Shanahan verunfallte mit seinem Tesla nahe der Innenstadt von Palo Alto, etwa vier Wochen vor einer Pressekonferenz am 9. August 2026, wie The Verge berichtet. Zunächst hatte er lediglich gesagt, der Unfall sei sein eigenes Verschulden gewesen. Bei der jüngsten Pressekonferenz räumte er ein, dass Autopilot aktiviert war. „Ich nutze Autopilot seit neun Jahren, ich bin also ziemlich vertraut damit, und, wer weiß, was passiert ist, als ich mich umgedreht habe? Ob es eine Fehlfunktion war oder ob ich es ausgeschaltet habe – das weiß ich bis jetzt nicht“, sagte Shanahan laut The Verge. Er fügte hinzu: „Trotzdem, es ist immer deine eigene Schuld, egal ob du Autopilot nutzt oder nicht. Man darf die Augen nicht von der Straße nehmen. Es ist eine Partnerschaft beim Fahren, man übergibt das nicht einfach an einen Computer.“ The Verge berichtet, Autopilot stehe im Zusammenhang mit Hunderten Unfällen und Dutzenden Todesfällen über die Jahre, wobei einige Fälle zu Vergleichen im Wert von mehreren hundert Millionen US-Dollar geführt hätten.

Wie es dazu kam

Tesla führte Autopilot 2015 als eines der ersten massenmarkttauglichen Fahrassistenzsysteme ein, das Lenken, Bremsen und Spurwechsel unter Aufsicht des Fahrers übernehmen soll. Neun Jahre später sagt Shanahan, er vertraue dem System noch immer genug, um es täglich zu nutzen. Tesla steht seit Jahren wegen Unfällen im Zusammenhang mit Autopilot und der weiterentwickelten Full-Self-Driving-Option unter Beobachtung, während Regulierungsbehörden und Gerichte prüfen, wie viel Verantwortung bei der Software liegt und wie viel beim Fahrer.

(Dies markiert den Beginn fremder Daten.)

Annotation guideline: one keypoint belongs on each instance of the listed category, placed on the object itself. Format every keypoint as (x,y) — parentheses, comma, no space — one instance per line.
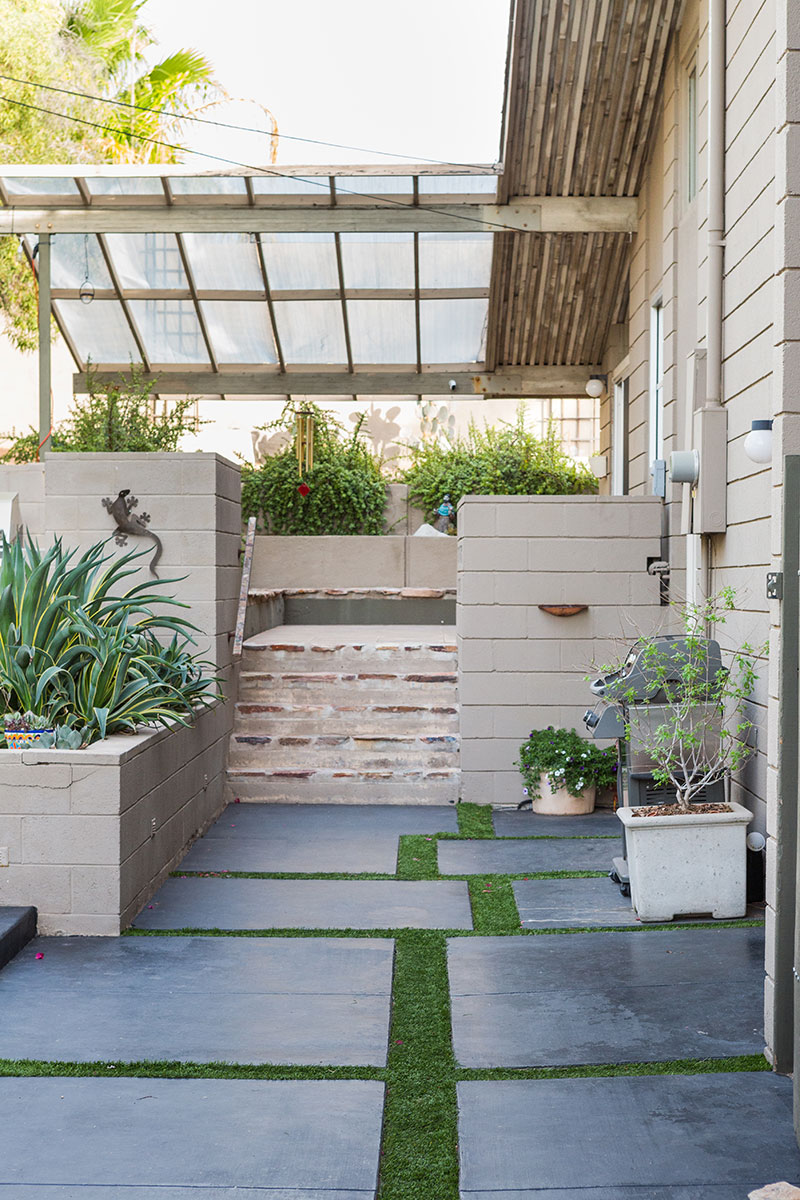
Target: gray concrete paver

Shanahans Aussage bringt eine prominente Stimme in diese Debatte ein – keine Klage, keine neuen Daten, sondern eine öffentliche Person, die ein reales Versagen beschreibt, ohne der Technologie die Schuld zu geben.

Warum das für dich wichtig ist

Für Tesla-Besitzer ist Shanahans Bericht eine Erinnerung daran, dass Autopilot volle Aufmerksamkeit verlangt, egal wie viele Jahre man das System schon nutzt. Für alle, die an Fahrassistenz- und AR-Interfaces arbeiten, zeigt der Fall die Nachfrage nach klareren Übergabesignalen zwischen Mensch und Maschine. Für Tesla erhöht jeder prominente Vorfall den Druck, wie das Unternehmen die Fähigkeiten von Autopilot gegenüber seinen Grenzen bewirbt. Anleger, die Teslas Autonomie-Roadmap verfolgen, sollten bedenken, dass öffentliches Vertrauen – nicht nur technische Leistung – Akzeptanz und regulatorische Kontrolle weiter prägen wird.

Die größere Frage

Wenn ein Fahrer mit neun Jahren Autopilot-Erfahrung nicht sagen kann, ob das System eine Fehlfunktion hatte oder er es selbst ausgeschaltet hat – wie sollte die Verantwortung zwischen Fahrern und Autoherstellern bei Unfällen mit Fahrassistenz aufgeteilt werden? Bedeutet „Partnerschaft beim Fahren“, dass der Mensch immer verantwortlich ist, oder sollte die Haftung auch auf die Software übergehen können, wenn Systeme stillschweigend versagen?

Was als Nächstes zu beobachten ist

Für Shanahans Unfall wurde kein offizieller Zeitplan für eine Untersuchung bekanntgegeben, und Tesla hat sich bislang nicht öffentlich zu dem Vorfall geäußert. Bonuz wird alle regulatorischen und rechtlichen Entwicklungen rund um Autopilot weiterverfolgen, ebenso wie die Frage, wie Fahrassistenzsysteme mit neu entstehenden AR-Interfaces zusammenwirken, die Fahrern klarere Echtzeit-Übergabesignale geben sollen.